Ce dernier ayant rejeté dans le dispositif l'ensemble des 'contestations' formulées par M. [K] [T] et la demande de ce dernier n'étant pas à proprement parler une 'contestation', il sera ajouté au présent arrêt, pour plus de clarté, que cette demande relative à l'indivision autre que successorale, est irrecevable.
9- Sur l'article 700 du code de procédure civile
Les parties succombant chacune pour partie dans leurs prétentions, il n'est pas inéquitable de laisser à leur charge les frais irrépétibles qu'elles ont exposés.

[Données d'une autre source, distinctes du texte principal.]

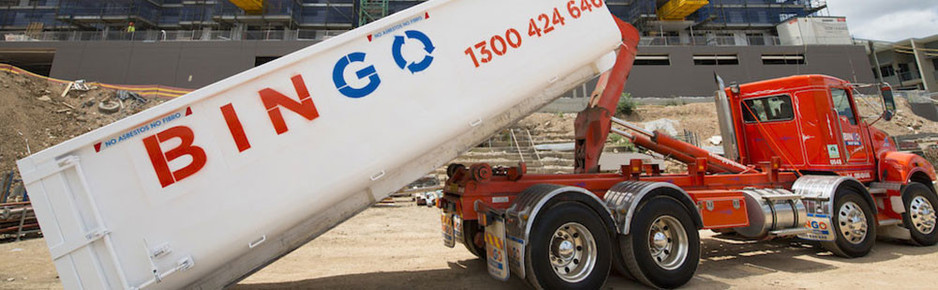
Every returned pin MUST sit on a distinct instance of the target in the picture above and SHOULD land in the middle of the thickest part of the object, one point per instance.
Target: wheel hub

Le jugement est infirmé en ce qu'il a condamné M. [K] [T] à verser à [Z] [T] une somme de 3.000 € sur le fondement de l'article 700 du code de procédure civile.
PAR CES MOTIFS
La cour,
Constate l'intervention volontaire de M. [J] [T] venant aux droits de son père [Z] [T], décédé le 2 janvier 2023,
Confirme le jugement en ce qu'il a :
-dit que le montant du rapport dû par la succession de [M]-[Y] [T] à celle de [P] [T] est de 266.463,42 €,
-dit que le montant du rapport dû par M. [K] [T] à la succession de [M]-[Y] [T] est de 201.200 €,
- débouté M. [K] [T] de sa demande tendant à voir juger que [Z] [T] devrait rapporter à la succession de [P] [T] une somme de 87.658,18 €,
Infirme le jugement pour le surplus,
Statuant à nouveau,
Dit que les meubles meublants et objets mobiliers seront portés en leur totalité à l'actif de la succession de [M]-[Y] [T] pour le montant de 211.325 € ;
Renvoie les parties devant notaire aux fins d'établissement d'un acte de partage conforme aux dispositions du présent arrêt, le partage devant être repris, uniquement en termes de calculs, du seul fait de la modification de l'actif successoral des deux successions, notamment sur la détermination de la réserve et de la quotité disponible dans la succession de [M]-[Y] [T], sur l'atteinte à la réserve de [Z] [T] et sur les indemnités de réduction calculées par application de l'article 922 du code civil, le notaire devant expliciter précisément les différents calculs opérés pour parvenir à l'état liquidatif ;
Y ajoutant,
Déboute M. [K] [T] de sa demande de changement de notaire,
Déclare irrecevable, dans la présente instance, la demande de M. [K] [T] au titre des dépenses de conservation ou d'amélioration qu'il aurait faites sur l'immeuble ' [Adresse 19]',
Rejette les demandes fondées sur l'article 700 du code de procédure civile ;
Dit que les dépens seront employés en frais privilégiés de partage.
L'arrêt a été signé par O. CLEMENT, Président, et par S. MAGIS, Greffier, auquel la minute de la décision a été remise par le magistrat signataire.